“L’inchiesta sull’urbanistica rappresenta il requiem della presunzione di innocenza”, dice l’avvocato Riboldi, segretario della Camera penale di Milano. “Non è accettabile che una persona venga a sapere di essere indagata dai giornali. Il Riesame ha confermato che gli arresti dopo un anno e mezzo di indagine non erano necessari”
“L’inchiesta milanese sull’urbanistica rappresenta il requiem della presunzione di innocenza. Se di fronte a provvedimenti come quelli del tribunale del Riesame non si riesce più neanche a fermarsi un momento per considerare che forse l’impostazione della procura può essere sbagliata, ma anzi si mettono in piazza altre chat che proprio quel giorno vengono depositate dai pm, significa che c’è una disaffezione totale verso quel principio costituzionale”. A parlare al Foglio è l’avvocato Federico Riboldi, segretario della Camera penale di Milano, che nei giorni scorsi ha preso posizione con un comunicato stampa contro il grande circo mediatico-giudiziario sviluppatosi attorno all’indagine sull’urbanistica. Nel comunicato si sottolinea innanzitutto come molti degli indagati, compreso il sindaco milanese Beppe Sala, abbiano appreso di essere sotto indagine o addirittura di essere destinatari di una richiesta di arresto ai domiciliari o in carcere leggendo i giornali, ancor prima che i provvedimenti venissero notificati ai legali. “Una cosa inaccettabile”, dice Riboldi.
“Non è accettabile che una persona venga a sapere di essere indagata dai giornali”, dice il segretario della Camera penale milanese. Anche perché si dimenticano quali sono gli effetti di questo trattamento mediatico sulle persone coinvolte nelle indagini. “Lo denunciamo da tempo. Tutti dovrebbero essere consapevoli che se si rappresenta la posizione dell’accusa come verità, nel momento in cui l’impostazione della procura viene sconfessata, dal Riesame o nel processo, ormai sono stati prodotti danni spesso irreparabili sulle persone, sulle aziende e sugli altri soggetti indirettamente coinvolti. La stampa ha degli obblighi deontologici molto precisi che dovrebbe rispettare”.
“Dovrebbe essere chiaro ai giornalisti in primo luogo e all’opinione pubblica in generale – aggiunge Riboldi – che durante le indagini ciò che emerge è la posizione di una parte, cioè l’accusa. Quando c’è un provvedimento di un giudice terzo, come quello del Riesame, che mette in discussione l’impostazione accusatoria si dovrebbe dare atto di questo, e non continuare a rimanere piegati supinamente sulle posizioni dei pm”.

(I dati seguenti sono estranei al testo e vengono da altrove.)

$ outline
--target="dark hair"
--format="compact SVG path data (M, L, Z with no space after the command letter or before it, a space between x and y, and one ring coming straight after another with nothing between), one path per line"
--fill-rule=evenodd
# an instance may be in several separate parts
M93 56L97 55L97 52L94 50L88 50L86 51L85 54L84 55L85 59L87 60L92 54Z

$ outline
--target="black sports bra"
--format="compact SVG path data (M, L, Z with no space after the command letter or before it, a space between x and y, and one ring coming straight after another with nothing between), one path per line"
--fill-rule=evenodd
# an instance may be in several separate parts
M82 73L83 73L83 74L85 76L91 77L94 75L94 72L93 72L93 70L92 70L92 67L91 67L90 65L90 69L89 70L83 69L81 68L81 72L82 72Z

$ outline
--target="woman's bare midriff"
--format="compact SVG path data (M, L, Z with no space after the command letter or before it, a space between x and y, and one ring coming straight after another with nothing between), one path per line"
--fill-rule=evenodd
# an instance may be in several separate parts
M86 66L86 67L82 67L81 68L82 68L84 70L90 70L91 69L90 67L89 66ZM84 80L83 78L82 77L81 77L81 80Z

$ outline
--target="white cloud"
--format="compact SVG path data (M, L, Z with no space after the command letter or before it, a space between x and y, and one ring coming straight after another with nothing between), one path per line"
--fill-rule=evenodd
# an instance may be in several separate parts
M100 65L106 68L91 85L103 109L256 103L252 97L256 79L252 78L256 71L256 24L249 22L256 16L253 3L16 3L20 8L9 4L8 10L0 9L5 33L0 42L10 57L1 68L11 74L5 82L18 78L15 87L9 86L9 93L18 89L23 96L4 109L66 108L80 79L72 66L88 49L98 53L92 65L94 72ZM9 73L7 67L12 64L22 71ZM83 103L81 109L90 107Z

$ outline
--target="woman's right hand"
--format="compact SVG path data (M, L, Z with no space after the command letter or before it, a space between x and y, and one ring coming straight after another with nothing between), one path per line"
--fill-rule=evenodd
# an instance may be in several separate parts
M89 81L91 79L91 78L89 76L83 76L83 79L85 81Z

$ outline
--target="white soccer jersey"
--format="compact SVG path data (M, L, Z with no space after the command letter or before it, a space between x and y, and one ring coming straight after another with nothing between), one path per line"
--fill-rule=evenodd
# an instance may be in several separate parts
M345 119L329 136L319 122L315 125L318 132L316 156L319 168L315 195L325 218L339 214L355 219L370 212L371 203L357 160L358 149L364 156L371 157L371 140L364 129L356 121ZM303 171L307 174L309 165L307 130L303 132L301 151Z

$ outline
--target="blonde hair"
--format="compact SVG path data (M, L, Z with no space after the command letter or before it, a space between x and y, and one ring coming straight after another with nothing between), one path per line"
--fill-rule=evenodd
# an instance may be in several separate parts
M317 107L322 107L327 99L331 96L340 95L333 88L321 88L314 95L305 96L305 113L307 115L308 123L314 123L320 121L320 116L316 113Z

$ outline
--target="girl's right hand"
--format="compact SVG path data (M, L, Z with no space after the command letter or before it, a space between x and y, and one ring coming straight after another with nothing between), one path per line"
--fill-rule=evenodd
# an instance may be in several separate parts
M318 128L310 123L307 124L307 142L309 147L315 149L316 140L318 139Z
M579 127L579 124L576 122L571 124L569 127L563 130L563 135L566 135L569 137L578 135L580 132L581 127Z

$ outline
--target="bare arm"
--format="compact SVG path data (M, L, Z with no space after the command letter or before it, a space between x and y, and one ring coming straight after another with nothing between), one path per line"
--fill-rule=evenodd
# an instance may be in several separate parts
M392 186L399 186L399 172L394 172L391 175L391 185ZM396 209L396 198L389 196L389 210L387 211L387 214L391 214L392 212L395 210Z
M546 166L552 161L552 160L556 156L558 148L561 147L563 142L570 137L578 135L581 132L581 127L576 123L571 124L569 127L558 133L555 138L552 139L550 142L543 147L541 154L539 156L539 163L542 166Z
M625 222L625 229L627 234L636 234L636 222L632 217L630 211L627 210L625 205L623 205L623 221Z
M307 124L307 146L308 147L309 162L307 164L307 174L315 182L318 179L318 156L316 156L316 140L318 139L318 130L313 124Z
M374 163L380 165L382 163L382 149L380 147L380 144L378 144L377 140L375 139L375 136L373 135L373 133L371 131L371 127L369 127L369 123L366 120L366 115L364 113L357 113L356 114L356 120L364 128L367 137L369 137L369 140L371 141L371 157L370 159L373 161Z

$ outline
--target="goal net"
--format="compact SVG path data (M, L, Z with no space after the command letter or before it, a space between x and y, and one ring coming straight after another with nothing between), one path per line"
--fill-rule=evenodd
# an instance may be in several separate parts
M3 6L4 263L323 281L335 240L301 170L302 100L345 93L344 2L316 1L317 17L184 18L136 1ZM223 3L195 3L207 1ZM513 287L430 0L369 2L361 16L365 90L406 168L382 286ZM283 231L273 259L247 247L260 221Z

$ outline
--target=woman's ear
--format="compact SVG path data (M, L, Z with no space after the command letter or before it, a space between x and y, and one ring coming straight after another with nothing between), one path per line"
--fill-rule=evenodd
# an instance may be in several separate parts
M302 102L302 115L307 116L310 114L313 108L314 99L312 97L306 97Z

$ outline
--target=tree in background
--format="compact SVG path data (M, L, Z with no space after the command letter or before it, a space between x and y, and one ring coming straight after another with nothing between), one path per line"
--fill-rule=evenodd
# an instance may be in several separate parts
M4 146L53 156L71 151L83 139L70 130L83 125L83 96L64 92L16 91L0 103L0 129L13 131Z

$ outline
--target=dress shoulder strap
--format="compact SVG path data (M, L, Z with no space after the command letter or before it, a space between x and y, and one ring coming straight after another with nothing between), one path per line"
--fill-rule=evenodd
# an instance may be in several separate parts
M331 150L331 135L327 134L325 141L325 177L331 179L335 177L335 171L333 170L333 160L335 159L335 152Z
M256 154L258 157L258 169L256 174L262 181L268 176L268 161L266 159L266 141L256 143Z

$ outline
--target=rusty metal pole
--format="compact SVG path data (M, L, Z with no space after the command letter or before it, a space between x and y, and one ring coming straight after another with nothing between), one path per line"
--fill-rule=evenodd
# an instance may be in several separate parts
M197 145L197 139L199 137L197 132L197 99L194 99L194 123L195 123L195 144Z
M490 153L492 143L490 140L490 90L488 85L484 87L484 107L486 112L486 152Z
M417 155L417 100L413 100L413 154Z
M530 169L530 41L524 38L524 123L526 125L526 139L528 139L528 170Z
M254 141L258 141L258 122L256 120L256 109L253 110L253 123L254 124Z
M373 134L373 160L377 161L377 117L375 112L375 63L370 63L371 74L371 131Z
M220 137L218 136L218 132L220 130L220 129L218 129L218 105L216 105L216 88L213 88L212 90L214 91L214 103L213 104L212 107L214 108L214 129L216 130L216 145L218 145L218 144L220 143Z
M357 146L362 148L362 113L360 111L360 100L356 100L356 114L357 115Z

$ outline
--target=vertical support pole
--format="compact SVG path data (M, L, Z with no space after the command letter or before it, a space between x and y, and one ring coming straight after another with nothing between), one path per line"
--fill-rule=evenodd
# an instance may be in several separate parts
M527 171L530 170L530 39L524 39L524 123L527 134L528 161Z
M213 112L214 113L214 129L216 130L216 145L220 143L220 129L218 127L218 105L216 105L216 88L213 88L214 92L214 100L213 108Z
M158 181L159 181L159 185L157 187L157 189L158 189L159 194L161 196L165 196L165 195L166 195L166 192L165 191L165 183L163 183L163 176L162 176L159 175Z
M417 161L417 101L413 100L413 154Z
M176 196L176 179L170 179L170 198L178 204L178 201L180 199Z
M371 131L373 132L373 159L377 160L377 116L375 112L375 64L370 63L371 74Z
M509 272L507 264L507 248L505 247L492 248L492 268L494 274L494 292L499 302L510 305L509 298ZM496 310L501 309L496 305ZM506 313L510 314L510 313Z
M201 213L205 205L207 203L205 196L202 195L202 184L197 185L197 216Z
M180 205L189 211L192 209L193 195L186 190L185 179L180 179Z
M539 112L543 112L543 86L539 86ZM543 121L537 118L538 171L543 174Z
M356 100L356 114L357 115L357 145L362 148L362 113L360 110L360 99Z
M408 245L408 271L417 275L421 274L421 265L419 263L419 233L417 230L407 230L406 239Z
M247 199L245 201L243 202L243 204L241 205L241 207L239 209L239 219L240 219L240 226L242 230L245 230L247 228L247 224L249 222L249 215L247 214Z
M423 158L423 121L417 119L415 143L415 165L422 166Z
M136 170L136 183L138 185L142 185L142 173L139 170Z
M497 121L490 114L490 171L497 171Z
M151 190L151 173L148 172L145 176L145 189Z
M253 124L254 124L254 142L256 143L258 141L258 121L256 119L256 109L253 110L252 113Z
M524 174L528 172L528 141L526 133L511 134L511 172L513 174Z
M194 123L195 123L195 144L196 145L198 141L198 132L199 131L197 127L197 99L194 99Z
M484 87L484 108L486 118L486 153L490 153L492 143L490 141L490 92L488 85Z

Nel caso dell’indagine sull’urbanistica, i pubblici ministeri non si pongono neanche problemi a rilasciare interviste ai giornali. “Penso che i magistrati titolari del fascicolo farebbero meglio a non rilasciare dichiarazioni in una fase così delicata come quella delle indagini. E’ la stessa normativa vigente peraltro a prevederlo”, nota Riboldi.
Intanto, dopo la grancassa mediatica, ben cinque ordinanze di arresto su sei (quella nei confronti di Catella sarà valutata nelle prossime ore) sono state annullate dal Riesame. “Le misure cautelari personali, soprattutto quelle detentive, rappresentano l’extrema ratio. Dopo un anno e mezzo di indagine, ben conosciuta da tutti quanti, in cui ci sono state anche interlocuzioni tra il comune e la procura, immaginare che ci fosse la necessità di arrestare queste persone mi ha sorpreso. Il Riesame ha confermato questa mia impressione. Evidentemente il principio di extrema ratio non è stato rispettato”.
La procura ha detto che farà ricorso in Cassazione. “Magari prima di annunciare ricorsi sarebbe meglio aspettare di leggere le motivazioni del tribunale del Riesame. Invece c’è una sorta di riflesso pavloviano: si è così convinti delle proprie tesi che anche di fronte a una loro smentita non si prende neanche in considerazione l’ipotesi di rivederle. L’indagine andrà avanti, si arriverà eventualmente a processo e si vedrà se quelle tesi sono fondate o meno. Ma non si può risolvere tutto nella fase delle indagini con i provvedimenti cautelari”, conclude Riboldi.